Il Trio Libero del sassofonista Andy Sheppard con Michel Benita e Seb Rochford è stato ampiamente apprezzato nella precedente uscita. In questa nuova prova ("On Surrounded By Sea") Sheppard aggiunge alla formazione il chitarrista Eivind Aarset. Il suono delle chitarre e delle elettroniche di Aarset plasma e ricama in modo efficace un sottofondo costante alle evoluzioni del trio. La musica include nuove composizioni di Sheppard, improvvisazioni libere, un brano di Elvis Costello, una dedica a Ornette Coleman, e la ballata gaelico tradizionale "Aoidh, Na Dean Cadal Idir", che compare in tre varianti, come un filo tematico attraverso l'album.

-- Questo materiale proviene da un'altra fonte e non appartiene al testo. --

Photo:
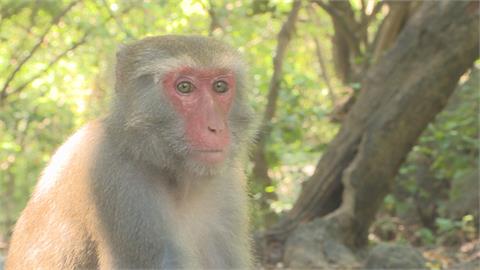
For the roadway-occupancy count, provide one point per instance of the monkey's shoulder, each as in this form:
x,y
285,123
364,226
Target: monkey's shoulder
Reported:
x,y
72,161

Nel suo secondo album per ECM, "Dallendyshe", la carismatica vocalist albanese Elina Duni canta canzoni d'amore e di esilio, ispirate alla storia travagliata delle regioni balcaniche. La musica dell’Elina Duni Quartet è chiaramente un ibrido tra forme 'jazz' e 'ispirazione popolare'. Questa è musica narrativa, con i colori e le forme della musica da camera e i ritmi forti e flessibili, nonché una significativa componente improvvisata.

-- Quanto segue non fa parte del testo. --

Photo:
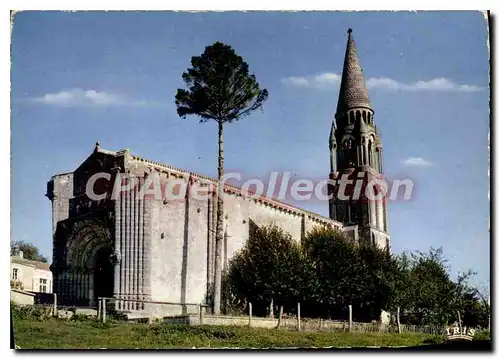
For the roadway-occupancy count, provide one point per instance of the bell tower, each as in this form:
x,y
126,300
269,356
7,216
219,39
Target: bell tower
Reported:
x,y
356,156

Infine, in occasione del 70 ° compleanno di Keith Jarrett l'8 maggio, la ECM emette due album del pianista, mettendo in luce la sua opera sia come improvvisatore e che come interprete. "Creation" raccoglie una selezione da sei concerti solistici improvvisati registrati nel 2014. Un resoconto quanto mai immediato e palpabile della immutata capacità di creare musica spontaneamente
Contemporaneamente per ECM New Series esce un album in cui Jarrett suona il "Concerto per pianoforte op 38" di Samuel Barber e il "Piano Concerto n. 3" di Béla Bartók. La composizione di Barber viene eseguita con l’accompagnamento della Saarbrücken Radio Symphony Orchestra sotto la direzione di Dennis Russell Davies e il Piano Concerto di Bartók con Kazuyoshi Akiyama e la New Japan Philharmonic. L'album si conclude con un bis improvvisato da Jarrett.